Estas fronteras no solo dividen territorios; también entrelazan historias y anécdotas fascinantes. En las islas Diómedes, esta proximidad ha generado tensiones: durante la Guerra Fría, eran una frontera caliente. Hoy en día, el cambio climático derrite el hielo y acerca las orillas cada vez más.
Para aquellos interesados en raras curiosidades geográficas, aquí tienes una tabla con algunas fronteras cortas o inusuales:
| Lugar | Países | Curiosidad clave | Longitud/Dato loco |
|---|---|---|---|
| Peñón de Vélez | España–Marruecos | Frontera terrestre más corta | 85 metros |
| Diómedes | EE UU–Rusia | Salto de 21 horas | 3,8 km de separación |
| Isla Faisanes | España–Francia | Condominio alterno | Cambia manos 2 veces/año |
| Märket | Suecia–Finlandia | Frontera en S por faro | Curva única |
| Nahwa/Madha | EAU–Omán | Contraenclave | Enclave dentro enclave |
Datos curiosos adicionales: en las Diómedes, ratas y aves cruzan libremente la línea internacional sin necesidad de visado. En la Isla Faisanes se llevan a cabo rituales diplomáticos cada semestre. Y aunque mucha gente se siente atraída por Bir Tawil para proclamarse “rey” online, lo cierto es que no hay habitantes allí.
Las islas con costas impresionantes añaden un toque especial al paisaje global. Por ejemplo, la isla de Staffa, en Escocia, destaca por sus columnas basálticas formadas por lava antigua. Mientras tanto, la isla irlandesa de Skellig Michael, famosa por su aparición en Star Wars, alberga un monasterio del siglo VI. No podemos olvidarnos tampoco del archipiélago indonesio de Raja Ampat, con sus impresionantes arrecifes coralinos repartidos entre sus 1.500 islas.

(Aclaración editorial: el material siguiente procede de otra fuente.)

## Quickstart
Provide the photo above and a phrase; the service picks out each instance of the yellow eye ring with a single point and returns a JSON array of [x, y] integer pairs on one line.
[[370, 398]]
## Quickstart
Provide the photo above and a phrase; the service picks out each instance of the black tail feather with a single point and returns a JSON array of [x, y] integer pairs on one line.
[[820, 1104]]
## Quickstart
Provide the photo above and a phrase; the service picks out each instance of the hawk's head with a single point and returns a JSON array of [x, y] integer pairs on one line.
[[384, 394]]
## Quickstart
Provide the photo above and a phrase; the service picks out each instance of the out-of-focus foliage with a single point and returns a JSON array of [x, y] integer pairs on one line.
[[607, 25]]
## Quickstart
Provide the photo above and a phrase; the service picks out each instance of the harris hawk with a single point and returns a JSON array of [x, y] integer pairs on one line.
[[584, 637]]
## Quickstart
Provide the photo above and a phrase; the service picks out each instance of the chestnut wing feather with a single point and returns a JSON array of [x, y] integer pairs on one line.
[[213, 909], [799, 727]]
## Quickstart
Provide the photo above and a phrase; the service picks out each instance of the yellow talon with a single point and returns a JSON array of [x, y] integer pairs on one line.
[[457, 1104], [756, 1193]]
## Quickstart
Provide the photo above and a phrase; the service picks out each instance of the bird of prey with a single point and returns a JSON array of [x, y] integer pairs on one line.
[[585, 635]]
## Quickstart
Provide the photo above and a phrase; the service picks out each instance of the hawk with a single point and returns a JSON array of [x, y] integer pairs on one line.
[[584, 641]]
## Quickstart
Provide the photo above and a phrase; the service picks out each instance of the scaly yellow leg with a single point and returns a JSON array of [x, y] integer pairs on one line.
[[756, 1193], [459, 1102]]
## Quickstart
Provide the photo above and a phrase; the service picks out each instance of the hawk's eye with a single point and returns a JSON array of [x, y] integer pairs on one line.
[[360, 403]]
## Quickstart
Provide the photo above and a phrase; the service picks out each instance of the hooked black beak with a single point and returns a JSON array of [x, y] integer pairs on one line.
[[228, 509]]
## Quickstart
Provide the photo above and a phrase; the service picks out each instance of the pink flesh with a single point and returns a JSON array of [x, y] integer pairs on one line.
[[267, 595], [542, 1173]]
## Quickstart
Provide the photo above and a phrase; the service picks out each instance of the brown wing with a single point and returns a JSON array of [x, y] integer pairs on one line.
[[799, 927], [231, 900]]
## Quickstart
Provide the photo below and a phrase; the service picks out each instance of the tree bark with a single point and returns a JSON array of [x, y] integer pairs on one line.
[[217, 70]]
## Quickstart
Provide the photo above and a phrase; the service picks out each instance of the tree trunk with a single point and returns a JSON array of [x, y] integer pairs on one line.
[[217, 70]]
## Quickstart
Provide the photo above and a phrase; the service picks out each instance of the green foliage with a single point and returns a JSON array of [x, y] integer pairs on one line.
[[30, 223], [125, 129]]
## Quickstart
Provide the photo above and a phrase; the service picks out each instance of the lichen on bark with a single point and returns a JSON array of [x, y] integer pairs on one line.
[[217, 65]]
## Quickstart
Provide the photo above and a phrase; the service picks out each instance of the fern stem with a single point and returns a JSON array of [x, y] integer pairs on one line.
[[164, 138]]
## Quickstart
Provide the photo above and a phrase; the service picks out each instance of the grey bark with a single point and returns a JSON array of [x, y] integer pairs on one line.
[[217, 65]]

El majestuoso paisaje del Cap de Formentor, en Mallorca, deslumbra con sus acantilados escarpados y sinuosos caminos. Por su parte, las islas Lofoten en Noruega combinan fiordos espectaculares con tormentas épicas. Todas estas maravillas naturales tocan fronteras o actúan como enclaves únicos.
Así que ya lo ves: estas islas nos demuestran que los mapas esconden sorpresas inesperadas. Un instante puede llevarnos del ayer al mañana o mostrar cómo los países juegan al baile soberano. Un mundo donde la geografía nunca deja de asombrar.